Soixante-dix députés du bloc central, issus des rangs macronistes et de leurs alliés, ont saisi le Conseil constitutionnel pour contester la suppression des zones à faibles émissions (ZFE) prévue dans le projet de loi de simplification. Cette initiative, révélée ce lundi 28 avril 2026, marque une nouvelle étape dans le bras de fer autour de ces dispositifs antipollution.
Une contestation politique
Les députés, emmenés par le député Renaissance Jean-Marc Zulesi, estiment que la suppression des ZFE, adoptée en commission mixte paritaire le 22 avril, constitue une atteinte disproportionnée au droit à un environnement sain. Dans leur saisine, ils invoquent l'article 61 de la Constitution, qui permet à 60 députés ou sénateurs de déférer une loi devant le Conseil constitutionnel avant sa promulgation.
« Nous ne pouvons pas accepter que l'on sacrifie la santé publique sur l'autel de la simplification administrative », a déclaré Jean-Marc Zulesi. « Les ZFE sont un outil essentiel pour lutter contre la pollution de l'air, qui cause chaque année des dizaines de milliers de morts prématurées en France. »
Une loi de simplification controversée
Le projet de loi de simplification, porté par le gouvernement, vise à réduire les contraintes réglementaires pour les entreprises et les collectivités.

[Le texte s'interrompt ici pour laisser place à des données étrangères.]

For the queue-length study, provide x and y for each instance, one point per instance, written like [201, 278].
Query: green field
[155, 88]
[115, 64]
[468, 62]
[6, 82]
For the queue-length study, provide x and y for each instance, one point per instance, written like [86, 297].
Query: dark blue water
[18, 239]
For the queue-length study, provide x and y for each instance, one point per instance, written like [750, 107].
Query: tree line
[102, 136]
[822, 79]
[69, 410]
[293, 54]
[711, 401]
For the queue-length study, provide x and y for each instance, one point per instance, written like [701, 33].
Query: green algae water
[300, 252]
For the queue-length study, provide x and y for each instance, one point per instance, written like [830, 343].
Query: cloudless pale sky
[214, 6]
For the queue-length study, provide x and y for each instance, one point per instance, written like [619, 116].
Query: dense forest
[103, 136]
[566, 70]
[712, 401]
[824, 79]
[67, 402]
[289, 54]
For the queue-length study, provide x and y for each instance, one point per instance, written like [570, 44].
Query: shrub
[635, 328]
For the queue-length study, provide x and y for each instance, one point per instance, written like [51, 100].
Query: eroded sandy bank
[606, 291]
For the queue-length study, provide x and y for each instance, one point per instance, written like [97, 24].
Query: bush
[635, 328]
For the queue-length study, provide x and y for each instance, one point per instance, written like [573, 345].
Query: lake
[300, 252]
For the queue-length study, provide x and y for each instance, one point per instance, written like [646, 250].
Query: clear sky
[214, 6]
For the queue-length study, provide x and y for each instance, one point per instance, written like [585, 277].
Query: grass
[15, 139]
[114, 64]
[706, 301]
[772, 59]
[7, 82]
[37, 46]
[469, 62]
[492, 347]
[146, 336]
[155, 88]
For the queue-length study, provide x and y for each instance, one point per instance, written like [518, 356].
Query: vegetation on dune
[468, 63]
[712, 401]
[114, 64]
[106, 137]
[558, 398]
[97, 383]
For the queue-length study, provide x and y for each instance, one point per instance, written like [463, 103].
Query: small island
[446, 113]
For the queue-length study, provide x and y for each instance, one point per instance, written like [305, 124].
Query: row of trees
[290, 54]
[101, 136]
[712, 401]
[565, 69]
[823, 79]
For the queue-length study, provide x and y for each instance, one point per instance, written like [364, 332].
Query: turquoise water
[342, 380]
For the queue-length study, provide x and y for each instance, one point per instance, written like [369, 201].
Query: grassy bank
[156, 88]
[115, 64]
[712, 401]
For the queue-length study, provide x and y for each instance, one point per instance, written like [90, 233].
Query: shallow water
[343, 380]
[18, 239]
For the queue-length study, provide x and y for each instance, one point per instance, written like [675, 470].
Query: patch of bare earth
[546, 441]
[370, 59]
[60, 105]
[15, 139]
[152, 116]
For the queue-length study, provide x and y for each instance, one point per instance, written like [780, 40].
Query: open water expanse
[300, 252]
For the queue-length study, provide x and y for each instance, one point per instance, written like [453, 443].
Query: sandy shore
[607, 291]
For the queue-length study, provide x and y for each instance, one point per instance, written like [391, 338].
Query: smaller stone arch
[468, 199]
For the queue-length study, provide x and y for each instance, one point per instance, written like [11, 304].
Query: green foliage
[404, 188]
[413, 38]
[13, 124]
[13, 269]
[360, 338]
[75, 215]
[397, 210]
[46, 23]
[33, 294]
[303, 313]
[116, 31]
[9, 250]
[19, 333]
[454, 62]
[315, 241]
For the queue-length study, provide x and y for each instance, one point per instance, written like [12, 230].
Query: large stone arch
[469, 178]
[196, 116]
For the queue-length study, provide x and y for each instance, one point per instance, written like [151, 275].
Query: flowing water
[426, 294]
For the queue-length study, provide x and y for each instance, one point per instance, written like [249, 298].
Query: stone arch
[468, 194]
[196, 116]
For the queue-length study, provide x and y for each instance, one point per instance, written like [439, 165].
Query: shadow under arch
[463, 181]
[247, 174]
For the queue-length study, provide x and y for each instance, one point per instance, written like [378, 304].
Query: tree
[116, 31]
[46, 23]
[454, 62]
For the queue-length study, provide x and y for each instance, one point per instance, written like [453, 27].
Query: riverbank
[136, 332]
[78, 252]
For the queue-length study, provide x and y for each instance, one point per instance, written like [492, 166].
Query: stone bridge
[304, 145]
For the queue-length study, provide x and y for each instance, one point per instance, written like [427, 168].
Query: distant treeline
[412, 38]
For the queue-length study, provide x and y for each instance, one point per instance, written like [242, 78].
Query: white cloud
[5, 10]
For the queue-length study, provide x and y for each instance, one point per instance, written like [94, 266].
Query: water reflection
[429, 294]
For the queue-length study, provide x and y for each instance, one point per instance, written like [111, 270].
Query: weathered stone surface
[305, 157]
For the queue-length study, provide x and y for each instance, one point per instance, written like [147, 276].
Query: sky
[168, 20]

Parmi les mesures phares figure la suppression des ZFE, ces périmètres urbains où la circulation des véhicules les plus polluants est restreinte. Les défenseurs de cette suppression arguent qu'elle allège la charge des automobilistes et stimule l'économie locale.
Mais pour les députés contestataires, cette mesure va à l'encontre des engagements climatiques de la France et des objectifs de qualité de l'air fixés par l'Union européenne. « La loi de simplification ne doit pas être un cheval de Troie pour démanteler les politiques environnementales », a ajouté la députée Modem Maud Petit.
Un recours constitutionnel
La saisine du Conseil constitutionnel suspend la promulgation de la loi jusqu'à ce que les Sages se prononcent, généralement dans un délai d'un mois. Les députés demandent une censure totale de l'article supprimant les ZFE, estimant qu'il méconnaît le principe de précaution et le droit à un environnement équilibré.
Cette action fait suite à une mobilisation d'élus locaux et d'associations environnementales, qui avaient déjà exprimé leur opposition. « C'est une victoire pour la démocratie et pour l'air que nous respirons », s'est réjoui le porte-parole de l'ONG Respire.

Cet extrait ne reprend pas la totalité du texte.